In the next synagogue, the Polish Ashkenazi, she continued the narrative. The ghetto was opened by Napoleon and the Jews were allowed to move out, but then closed again after his defeat, and then opened again with the establishment of the Republic in the later 19th century. The fascists under Mussolini required all Jews to register and move back to the ghetto. As the war proceeded, they turned the lists over to the Nazis, who came in and deported all the inhabitants to concentration camps. Only a few families returned, but now about 400 Jews are left in Venice.

The third Synagogue, a Sephardic one, was elaborate Baroque, designed by Longhi, the architect of Salute Cathedral. Jews were forbidden from practising trades or owning land, so the construction of the synagogues was performed by hired craftsmen. Our guide attends this synagogue but doesn’t live in the ghetto. She told us she would prefer to since it is now one of the more desireable neighborhoods in Venice because of its lack of crowds and proximity to the railroad station and parking garage. In response to our questions, she went on to describe the difficulty of being a resident of this dream city. The desire for preservation means that you cannot do any renovations or repairs on the ancient buildings without official permission. When a pipe broke under her living room floor, she wasn’t allowed to tear up the antique terrazo, but had to put in a whole new plumbing system. People have to carry their groceries through the narrow streets and over bridges. There is nowhere for children to play. And the taxes, rents and property values keep going up as rich Americans and Japanese buy residences in the city which they usually leave uninhabited. So the indigenous population of Venice has decreased by 25% in the last five years.

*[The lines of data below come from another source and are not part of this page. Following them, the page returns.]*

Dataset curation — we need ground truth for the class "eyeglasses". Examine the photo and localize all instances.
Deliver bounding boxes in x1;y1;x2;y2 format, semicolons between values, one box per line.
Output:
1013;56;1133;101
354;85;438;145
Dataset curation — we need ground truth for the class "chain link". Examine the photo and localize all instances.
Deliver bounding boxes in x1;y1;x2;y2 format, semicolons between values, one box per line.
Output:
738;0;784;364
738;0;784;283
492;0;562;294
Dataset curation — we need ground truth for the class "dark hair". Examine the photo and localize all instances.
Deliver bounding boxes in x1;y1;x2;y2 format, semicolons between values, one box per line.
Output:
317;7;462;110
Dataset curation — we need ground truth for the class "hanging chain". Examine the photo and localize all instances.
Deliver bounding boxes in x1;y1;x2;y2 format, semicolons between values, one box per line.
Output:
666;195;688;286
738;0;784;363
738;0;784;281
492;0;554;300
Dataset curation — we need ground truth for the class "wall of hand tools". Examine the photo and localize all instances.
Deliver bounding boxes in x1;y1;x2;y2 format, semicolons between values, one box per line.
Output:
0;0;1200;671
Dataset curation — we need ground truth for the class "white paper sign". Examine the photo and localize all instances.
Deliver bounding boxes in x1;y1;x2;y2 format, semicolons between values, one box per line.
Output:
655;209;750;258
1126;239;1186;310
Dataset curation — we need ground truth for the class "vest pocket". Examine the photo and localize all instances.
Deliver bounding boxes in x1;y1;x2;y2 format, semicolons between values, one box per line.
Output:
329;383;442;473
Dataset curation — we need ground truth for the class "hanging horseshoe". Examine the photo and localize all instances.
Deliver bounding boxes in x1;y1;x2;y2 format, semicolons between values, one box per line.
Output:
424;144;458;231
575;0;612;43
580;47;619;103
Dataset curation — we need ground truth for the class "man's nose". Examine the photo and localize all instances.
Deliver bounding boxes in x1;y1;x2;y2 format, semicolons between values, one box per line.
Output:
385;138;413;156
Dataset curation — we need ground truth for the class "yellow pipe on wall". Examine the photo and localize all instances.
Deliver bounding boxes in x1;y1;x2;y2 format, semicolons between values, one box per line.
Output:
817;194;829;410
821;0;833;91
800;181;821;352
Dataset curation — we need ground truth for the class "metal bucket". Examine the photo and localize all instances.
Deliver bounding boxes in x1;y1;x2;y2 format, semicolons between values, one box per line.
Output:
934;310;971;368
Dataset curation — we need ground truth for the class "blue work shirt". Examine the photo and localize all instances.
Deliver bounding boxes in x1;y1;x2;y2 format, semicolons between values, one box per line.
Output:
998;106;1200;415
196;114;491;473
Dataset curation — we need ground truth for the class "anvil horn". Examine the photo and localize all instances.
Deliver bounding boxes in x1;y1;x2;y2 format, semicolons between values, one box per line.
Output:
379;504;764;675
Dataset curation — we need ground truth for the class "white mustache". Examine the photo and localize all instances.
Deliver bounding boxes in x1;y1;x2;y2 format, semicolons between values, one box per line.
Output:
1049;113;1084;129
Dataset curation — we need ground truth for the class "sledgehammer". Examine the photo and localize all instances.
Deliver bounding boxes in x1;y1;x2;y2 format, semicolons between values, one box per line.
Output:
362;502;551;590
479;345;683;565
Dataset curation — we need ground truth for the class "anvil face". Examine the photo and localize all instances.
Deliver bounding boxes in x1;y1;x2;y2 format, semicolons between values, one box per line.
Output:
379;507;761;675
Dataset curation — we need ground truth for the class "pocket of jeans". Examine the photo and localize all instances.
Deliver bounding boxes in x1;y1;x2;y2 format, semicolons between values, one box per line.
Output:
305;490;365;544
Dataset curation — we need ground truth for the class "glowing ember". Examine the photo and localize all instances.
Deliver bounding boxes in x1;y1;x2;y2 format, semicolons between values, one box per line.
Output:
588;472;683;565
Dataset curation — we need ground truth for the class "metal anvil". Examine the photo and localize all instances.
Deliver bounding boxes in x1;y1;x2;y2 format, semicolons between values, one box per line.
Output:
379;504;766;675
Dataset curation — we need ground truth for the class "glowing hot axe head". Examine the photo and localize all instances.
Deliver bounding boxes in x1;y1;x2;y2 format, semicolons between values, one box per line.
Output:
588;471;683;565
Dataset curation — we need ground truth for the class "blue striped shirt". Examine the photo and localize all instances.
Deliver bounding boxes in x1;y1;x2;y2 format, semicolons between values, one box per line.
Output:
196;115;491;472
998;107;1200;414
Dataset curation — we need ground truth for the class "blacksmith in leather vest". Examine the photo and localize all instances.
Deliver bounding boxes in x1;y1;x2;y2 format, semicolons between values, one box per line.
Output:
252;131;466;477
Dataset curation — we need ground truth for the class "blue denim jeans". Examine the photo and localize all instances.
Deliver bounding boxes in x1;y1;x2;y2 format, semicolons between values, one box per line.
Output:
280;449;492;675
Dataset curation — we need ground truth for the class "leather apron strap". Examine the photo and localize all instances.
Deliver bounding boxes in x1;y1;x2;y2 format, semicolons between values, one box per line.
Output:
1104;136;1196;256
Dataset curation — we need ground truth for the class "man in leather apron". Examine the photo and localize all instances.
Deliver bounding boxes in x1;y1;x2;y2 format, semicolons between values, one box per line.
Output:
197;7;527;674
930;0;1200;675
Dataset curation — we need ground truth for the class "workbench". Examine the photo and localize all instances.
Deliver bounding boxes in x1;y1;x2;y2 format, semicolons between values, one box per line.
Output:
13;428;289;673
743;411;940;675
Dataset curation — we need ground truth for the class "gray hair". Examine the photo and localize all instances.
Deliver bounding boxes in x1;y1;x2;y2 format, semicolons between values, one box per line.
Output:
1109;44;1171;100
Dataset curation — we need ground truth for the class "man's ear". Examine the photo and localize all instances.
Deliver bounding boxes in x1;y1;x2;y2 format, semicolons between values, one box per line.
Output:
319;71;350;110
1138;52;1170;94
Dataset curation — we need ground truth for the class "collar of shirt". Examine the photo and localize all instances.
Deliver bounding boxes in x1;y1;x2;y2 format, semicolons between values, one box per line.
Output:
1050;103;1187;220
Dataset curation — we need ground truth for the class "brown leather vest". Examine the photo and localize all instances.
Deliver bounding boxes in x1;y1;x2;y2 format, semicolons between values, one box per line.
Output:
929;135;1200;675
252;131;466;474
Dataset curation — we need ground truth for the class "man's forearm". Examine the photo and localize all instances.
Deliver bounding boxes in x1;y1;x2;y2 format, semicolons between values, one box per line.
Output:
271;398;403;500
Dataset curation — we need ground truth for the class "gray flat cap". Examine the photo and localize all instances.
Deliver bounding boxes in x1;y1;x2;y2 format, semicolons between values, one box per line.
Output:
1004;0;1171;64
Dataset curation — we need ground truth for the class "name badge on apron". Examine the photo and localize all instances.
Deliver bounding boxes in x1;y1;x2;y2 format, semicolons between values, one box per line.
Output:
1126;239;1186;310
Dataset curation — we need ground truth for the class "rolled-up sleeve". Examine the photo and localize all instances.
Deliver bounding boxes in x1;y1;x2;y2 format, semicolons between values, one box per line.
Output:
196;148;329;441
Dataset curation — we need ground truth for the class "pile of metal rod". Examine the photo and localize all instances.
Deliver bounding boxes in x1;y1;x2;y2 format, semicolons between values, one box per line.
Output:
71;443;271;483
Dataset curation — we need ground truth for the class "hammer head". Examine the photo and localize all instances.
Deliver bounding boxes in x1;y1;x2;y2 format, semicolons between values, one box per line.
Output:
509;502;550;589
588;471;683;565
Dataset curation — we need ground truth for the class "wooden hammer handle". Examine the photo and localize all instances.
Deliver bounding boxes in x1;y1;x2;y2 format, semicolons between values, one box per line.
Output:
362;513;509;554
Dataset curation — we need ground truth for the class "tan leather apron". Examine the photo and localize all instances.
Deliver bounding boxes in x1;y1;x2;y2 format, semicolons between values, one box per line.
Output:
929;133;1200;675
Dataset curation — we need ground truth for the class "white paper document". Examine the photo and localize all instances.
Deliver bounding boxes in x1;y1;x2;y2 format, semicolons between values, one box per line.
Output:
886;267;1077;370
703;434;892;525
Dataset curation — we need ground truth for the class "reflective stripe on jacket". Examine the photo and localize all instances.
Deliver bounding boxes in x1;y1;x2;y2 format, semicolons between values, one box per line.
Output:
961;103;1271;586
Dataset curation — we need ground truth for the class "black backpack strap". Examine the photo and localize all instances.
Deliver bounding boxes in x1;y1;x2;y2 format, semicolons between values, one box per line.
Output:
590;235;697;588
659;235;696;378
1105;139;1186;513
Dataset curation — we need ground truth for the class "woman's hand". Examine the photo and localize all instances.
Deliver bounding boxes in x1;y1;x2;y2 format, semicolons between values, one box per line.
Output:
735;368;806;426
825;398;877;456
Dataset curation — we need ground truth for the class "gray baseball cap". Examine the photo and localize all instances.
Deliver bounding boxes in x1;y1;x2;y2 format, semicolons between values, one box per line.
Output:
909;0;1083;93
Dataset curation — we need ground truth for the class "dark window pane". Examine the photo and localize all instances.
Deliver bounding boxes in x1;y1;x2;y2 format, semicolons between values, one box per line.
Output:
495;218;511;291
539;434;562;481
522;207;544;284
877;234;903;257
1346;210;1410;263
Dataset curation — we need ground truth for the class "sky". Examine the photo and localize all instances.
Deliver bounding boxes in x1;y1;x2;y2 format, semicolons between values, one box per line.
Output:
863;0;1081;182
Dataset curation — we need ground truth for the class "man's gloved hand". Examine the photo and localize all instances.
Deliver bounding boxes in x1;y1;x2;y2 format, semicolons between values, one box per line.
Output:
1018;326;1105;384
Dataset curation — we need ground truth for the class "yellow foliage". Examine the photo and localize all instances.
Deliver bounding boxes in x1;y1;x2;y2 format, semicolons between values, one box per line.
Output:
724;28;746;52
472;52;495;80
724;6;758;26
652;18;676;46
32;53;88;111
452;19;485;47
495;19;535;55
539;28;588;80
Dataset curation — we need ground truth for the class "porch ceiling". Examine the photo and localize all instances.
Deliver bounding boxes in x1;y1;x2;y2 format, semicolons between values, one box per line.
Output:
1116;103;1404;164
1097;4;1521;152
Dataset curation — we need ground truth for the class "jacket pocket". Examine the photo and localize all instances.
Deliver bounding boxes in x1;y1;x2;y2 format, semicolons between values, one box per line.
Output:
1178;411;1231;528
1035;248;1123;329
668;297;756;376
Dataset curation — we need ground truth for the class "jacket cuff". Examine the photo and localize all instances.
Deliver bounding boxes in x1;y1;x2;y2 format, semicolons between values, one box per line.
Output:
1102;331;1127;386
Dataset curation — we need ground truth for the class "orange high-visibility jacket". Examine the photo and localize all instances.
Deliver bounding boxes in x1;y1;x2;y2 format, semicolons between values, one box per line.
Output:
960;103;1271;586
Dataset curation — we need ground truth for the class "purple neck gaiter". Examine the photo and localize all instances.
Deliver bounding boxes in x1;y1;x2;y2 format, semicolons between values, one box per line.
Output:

A Shakespearean experience of Venice–what appears as good is not so good. Jews are victims of Christians, loyal to one another but also their own worst enemies. The city of love and glamor has an underside of greed and disfunction.

The rain got heavier. The canal smelled stronger. We came back to our hotel and dressed for dinner at the classy restaurant affiliated with our hotel, the Poste Vecchi. We took the tourist menu. The pasta with funghi (mushrooms), the sea bass and the crème caramel were all extraordinary. Next to us sat two parents and a college age daughter from Australia. He was a lawyer and she was a professor. Our conversation lasted late.

At 2:00 A.M. I woke up and couldn’t get back to sleep. I worked on the journal until 5:30 A.M.